Mary Shelley is a romantic drama and a decidedly female driven project. This is the first feature script written by Australian writer Emma Jensen, and while it covers the illicit romance between Mary and Shelley in some detail it offers little insight into the creative process behind Frankenstein itself. The film has been directed by Haifa al-Mansour, the first ever female director from Saudi Arabia. Her debut feature was 2012’s Wadjda, the deceptively simple story of a young girl eager to win a Koran recital competition so that she could win a bicycle. Girls were basically forbidden to ride bicycles. It is easy to see why Jensen’s story about a female rebelling against the societal norms of her time resonated so strongly with her.
Elle Fanning (from Little Miss Sunshine, etc) portrays Shelley in this biopic that traces her early years and depicts some of the tragic events that shaped her life and led to the creation of the immortal monster. Raised by her widowed father William Godwin (Stephen Dillane, from Game Of Thrones, etc), a noted philosopher and author, Mary was fascinated by the macabre and often hid in the crowded bookshelves of her home to read scary stories.
Then Mary met the dashing and radical poet Percy Shelley (Douglas Booth, from the 2013 remake of Romeo & Juliet, etc), who was almost a 19th century equivalent of a rock star. Besotted with him she began a torrid affair, even though he was still married at the time. The affair led to her being ostracised from upper crust society. She married Shelley in 1816 but the pair faced poverty and hardships. In 1816 the couple spent the summer in Geneva with fellow poet, the rakish Lord Byron (Tom Sturridge, from Far From The Madding Crowd, etc) and Lord Polidori (Ben Hardy, from tv soap EastEnders, etc) and Mary’s stepsister Claire (Bel Powley, from A Royal Night Out, etc). The hedonistic time led to Byron challenging Mary to write her own horror story, which ultimately led to her creating Frankenstein. Initially though, due to the misogynistic views of the time, Mary couldn’t publish the book under her own name, so it was released anonymously.
This hedonistic period in Geneva was also covered by Ken Russell, the enfant terrible of British cinema, in his 1986 film Gothic, which offered a fictitious treatment of that meeting. He breathed more life into the relationships between the characters and their unusual and sexually charged relationships. Given Russell’s predilection to shock his audiences, Gothic was also far more edgy and sexy than this oh so polite version of events.
Fanning, who has virtually grown up on screen and in the shadow of her older sister, delivers a strong performance as Mary, depicting her as a woman ahead of her time. She brings a mix of defiance, rebelliousness and a hint of vulnerability to her performance, and is easily the best thing in this dull costume drama. Powley brings some energy to her role as Mary’s step sister.

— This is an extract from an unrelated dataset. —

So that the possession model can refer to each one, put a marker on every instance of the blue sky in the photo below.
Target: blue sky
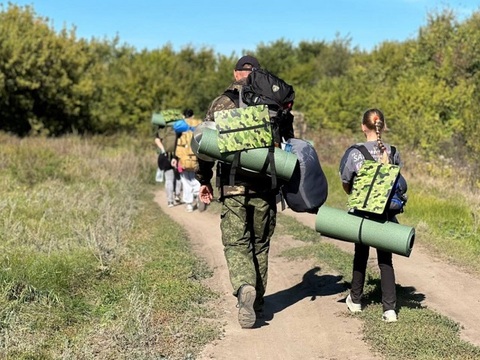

Mary suffers a series of misfortunes that makes for fairly grim viewing, and Al-Mansour suffuses the material with a suitably dour and unrelentingly sombre tone. This potentially fascinating story is let down by languid direction and stolid pacing. The story never quite sparks as a drama.
Technically, the film looks good, with great costumes from Siobhan Cahill, and cinematographer David Ungaro (Les Miserables, Black Robe, etc) gives it a lush visual quality. The film was shot on locations in the UK and Luxembourg.